In the syllogistic line that runs from rational to irrational, the concept of a trinity is inherently problematic. The semantic operator only deals with logical, sequential coherence, so the multiple, simultaneously existing details involved in conceptualizing the trinity do not get cognitive space. In this case, it might be advantageous to take a right-brain, imagistic approach to theology.
Depictions allow for multiple details to coexist without sequence. Images can be worth far more than 1,000 words. Imagistic reasoning allows space for entire persons to subject themselves to concepts. The "events and actions" lost in writing’s "principles and concepts" could be filled out through images (Jahandarie 17). Instead of only understanding theology in terms of right and wrong, the theologian could also trust a Vagus nerve when it communicates that an image or gesture is good or bad. The details could remain simultaneous in the right-brain without being sorted, and persons could experience theologies to a fuller degree in addition to critically evaluating them.
CONCLUSION
As neurological patterns become more spatial and less linear, theologians have the opportunity to construct new theological paradigms by diversifying their communicative tools. Creating theology through imagistic mediums would be bounded by its own "epistemological commitments," (Kress 57) though. Critical thought is a crucial element in theological conversations, for example. This suggests that - when used in isolation - either alphabetic or imagistic methods are reductionistic. Theology has to be alphabetic, linear, and critical to be constructive, but it also needs to be imagistic, embodied, and holistic to avoid reductionistic sequencing of nonlinear concepts. The multiple natures of cognition cannot be mixed or separated. Language and experience, left-brain and right-brain thinking, knowledge and belief, are locked into cognitive loops (Eichenbaum and Bodkin 179), and it is impossible to have a one-sided loop.
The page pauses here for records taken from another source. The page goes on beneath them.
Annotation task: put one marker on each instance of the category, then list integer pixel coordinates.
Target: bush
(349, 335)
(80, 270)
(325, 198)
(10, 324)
The advent of new mediums makes the creation of an embodied theological method - complete with shifting neurological patterns - a mandatory opportunity. The next step is to synthesize multimodal theologies with alphabetic reasoning. A critically holistic methodology would emerge as gestalt. Full-blown theological paradigms could materialize if both hemispheres were used in conjunction. However progressive, however gestalt, and however critically holistic theological method becomes, it can never be comprehensive or complete. Theologians must do theology at all times. When necessary, they should use words.
Jonathan Camery-Hoggatt is a freelance writer in Seattle. He has MA in divinity from Princeton Theological Seminary.